What were the key selection criteria?

“You have to play with many variables when you make a decision like that,” he says. “But efficacy was the number one thing. Did it work? Of course, you also consider factors like cost and ease of implementation, but if a solution doesn’t work well, you’d rather pay a little more or do the extra work to implement something that does.”

As it happened, DataDome won in the ease of implementation category as well.

“We use Cloudflare as our edge cache, and DataDome can be delivered as a Cloudflare app. So it was actually almost no work. In fact, I had personally turned on DataDome within five minutes of deciding that I wanted to do it. And I didn’t break anything! I did send out an email to the engineers and the product people telling them what I had done, and to look out for any unusual behavior, but I didn’t hear back from anyone. It worked great right out of the box.

(Bill does acknowledge that he didn’t follow DataDome’s recommendation to add important partners to the “Allow” list before activating the protection. But he found out within an hour that he should follow the recommendation.)

The Results: Security, Time Savings, and Productivity Gains

Today, the Brainly team considers their protective measures to be above market standards. But how exactly do they measure project success?

“I measure it on being able to do other things,” Bill smiles. “If bot-related problems had continued to consume a third to a half of my day, like they did during the last half of 2019, then I would have said that the tool wasn’t meeting my needs. But the fact is that I don’t pay much attention to these things anymore, other than looking at the email that comes in every morning.”

In the early days of using DataDome, the daily email reports helped Bill assess the scale of the bot problem and check that the solution was working as expected. Today, he trusts DataDome, but he still likes to review the reports.

Now, they are most interesting to me when the numbers aren’t high,” he says. ”DataDome typically blocks millions of requests every day, so when the numbers are lower, I want to investigate what happened the day before. Not what DataDome did, but what changed in our traffic so that we weren’t attacked as much as I expected us to be. But for the most part, bot problems no longer exist for me.”

Bill isn’t the only one who is now able to dedicate more of his time to other subjects. His team members enjoy the same benefit.

“Before DataDome, we had somewhere between three and four people who spent at least half their time on bot-related problems,” he estimates. “Now, we spend maybe the equivalent of two work hours a week across the whole company.”

Indeed, the DataDome solution is designed to run on autopilot, with little to no intervention required on part of the users.

“From that perspective, it means a lot,” Bill continues. “Like most companies, we pay for all kinds of productivity tools.
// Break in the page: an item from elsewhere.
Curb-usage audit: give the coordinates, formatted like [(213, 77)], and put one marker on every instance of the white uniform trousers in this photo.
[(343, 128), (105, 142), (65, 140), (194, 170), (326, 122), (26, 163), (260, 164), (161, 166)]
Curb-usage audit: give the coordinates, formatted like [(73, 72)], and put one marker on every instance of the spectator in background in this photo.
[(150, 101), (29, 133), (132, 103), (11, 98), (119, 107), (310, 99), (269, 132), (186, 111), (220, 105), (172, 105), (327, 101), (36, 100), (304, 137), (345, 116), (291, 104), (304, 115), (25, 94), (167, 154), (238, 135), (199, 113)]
DataDome has enabled us to make these considerable productivity gains, even though the primary purpose is something else. We have better security AND we have taken back some of our time, and that’s huge for us.”
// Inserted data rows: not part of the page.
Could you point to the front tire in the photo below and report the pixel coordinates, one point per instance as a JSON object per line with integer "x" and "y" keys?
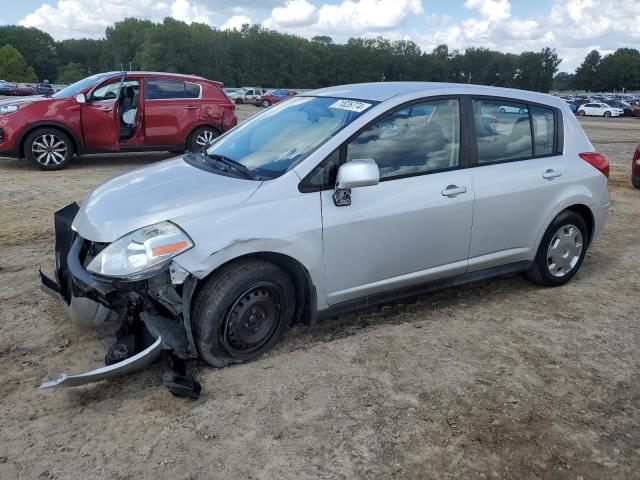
{"x": 201, "y": 137}
{"x": 561, "y": 250}
{"x": 48, "y": 149}
{"x": 242, "y": 311}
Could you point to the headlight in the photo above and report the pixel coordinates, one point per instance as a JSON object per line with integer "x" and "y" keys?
{"x": 14, "y": 107}
{"x": 141, "y": 253}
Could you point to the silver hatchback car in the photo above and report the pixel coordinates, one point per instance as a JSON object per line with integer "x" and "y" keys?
{"x": 334, "y": 200}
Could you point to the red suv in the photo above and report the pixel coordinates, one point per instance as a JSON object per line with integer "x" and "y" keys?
{"x": 115, "y": 112}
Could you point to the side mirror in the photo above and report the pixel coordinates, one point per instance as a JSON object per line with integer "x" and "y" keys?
{"x": 354, "y": 174}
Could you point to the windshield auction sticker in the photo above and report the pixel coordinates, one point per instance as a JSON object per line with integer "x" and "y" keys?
{"x": 352, "y": 105}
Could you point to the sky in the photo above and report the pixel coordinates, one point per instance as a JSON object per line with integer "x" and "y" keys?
{"x": 572, "y": 27}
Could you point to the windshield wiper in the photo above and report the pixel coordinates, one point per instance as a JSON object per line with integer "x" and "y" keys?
{"x": 235, "y": 165}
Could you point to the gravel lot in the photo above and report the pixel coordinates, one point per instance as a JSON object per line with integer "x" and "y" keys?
{"x": 501, "y": 379}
He adds that different kinds of project success metrics can be found within the DataDome dashboard itself.

“For example, if we observe the scraping attacks that have been stopped, these numbers mean real things for us,” he points out. “Preventing a scraping attack means protecting our content, which means we maintain our market position.”

The same is true for keeping Brainly’s users safe. When a credential stuffing attack is stopped, it translates into keeping real people safe from harm. Thanks to the DataDome bot protection solution, Brainly’s login form didn’t involuntarily contribute to compromising their username and password combinations.

In closing, is there anything else Bill thinks a potential DataDome buyer might want to know?

“Brainly is a very large-scale traffic system. There aren’t a lot of products that deal with as much traffic, and as many users, as we do,” he says.

“Our experience is that the DataDome solution is smart enough to figure out how to protect us efficiently, even though the sheer volume of our traffic makes it kind of look like bots. That was actually a challenge for everything else we looked at: all our traffic resembles bot traffic at scale. So if DataDome works for us, it’s very likely going to work for anyone with a similar product.”